Schon lange sind wir auf dem Weg und die Zweifel haben uns wie böse Wegelagerer überfallen. Stimmt's denn, dass dieser Herr in den Makrokosmos dieser Welt und in den Mikrokosmos meines kleinen Lebens eingreifen kann? Ist's denn wahr, dass auch Schmerzen und Krankheiten die Heilsmacht dieses Herrn nicht einengen können? Kann ich damit rechnen, dass selbst die Todesmacht vor dieser Lebensmacht kapitulieren muss? Glauben oder zweifeln?
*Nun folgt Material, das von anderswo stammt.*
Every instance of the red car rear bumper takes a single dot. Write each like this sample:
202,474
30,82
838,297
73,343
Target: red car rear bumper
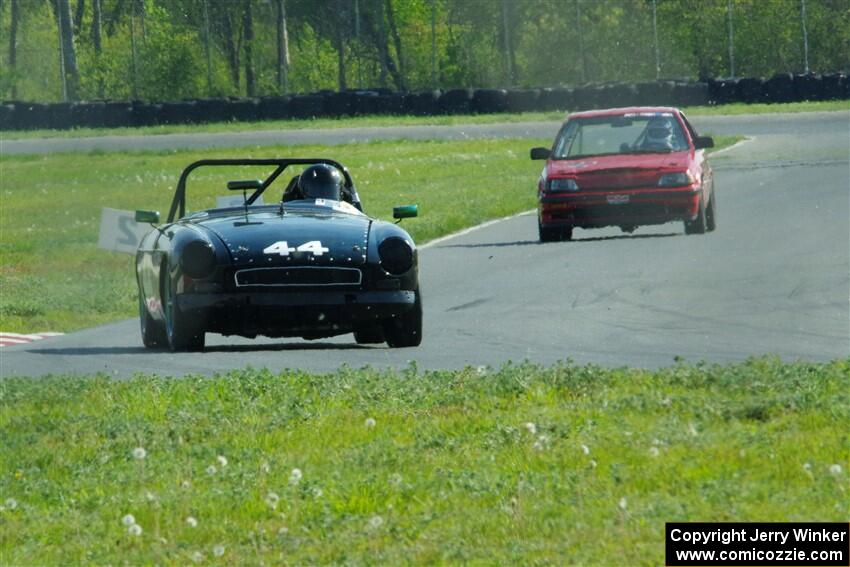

Der Hofbeamte ließ sich nicht übermannen. Der Glaube wurde vor den Zweifel gesetzt. Der Mann im Dienste des Königs traf zum dritten Mal die richtige Wahl. "Und während er hinging, begegneten ihm die Knechte und sagten: "Dein Kind lebt". Lange musste er warten, sehr lange sogar. Erst nach einem Tag und einer Nacht bekam er die Bestätigung. 24 Stunden dauerte es vom Glauben zum Schauen.
Es kann sein, dass es bei Ihnen noch viel länger dauert. Es kann sein, dass Sie 24 Tage oder 24 Monate warten müssen. Es kann sogar sein, dass Ihnen 24 Jahre auferlegt sind. Aber liebe Freunde, selbst wenn es 24 Jahrhunderte wären - 1000 Jahre sind vor ihm wie ein Tag -, es kommt der Tag, an dem wir mit unseren Augen sehen werden: der Sohn lebt, die Tochter lebt, die Mutter lebt, die Ehe lebt, ich Todgeweihter lebe. Jesus ist der Garant dafür. Er kann helfen und heilen, mehr: Er kann retten und erlösen, mehr: Er kann Leben und Seligkeit schenken. Ihn müssen wir wählen, so wie der Mann im Dienste des Königs: Drei Voten für den Glauben. Drei Stimmen für den Herrn. Drei Kreuze für das Kreuz.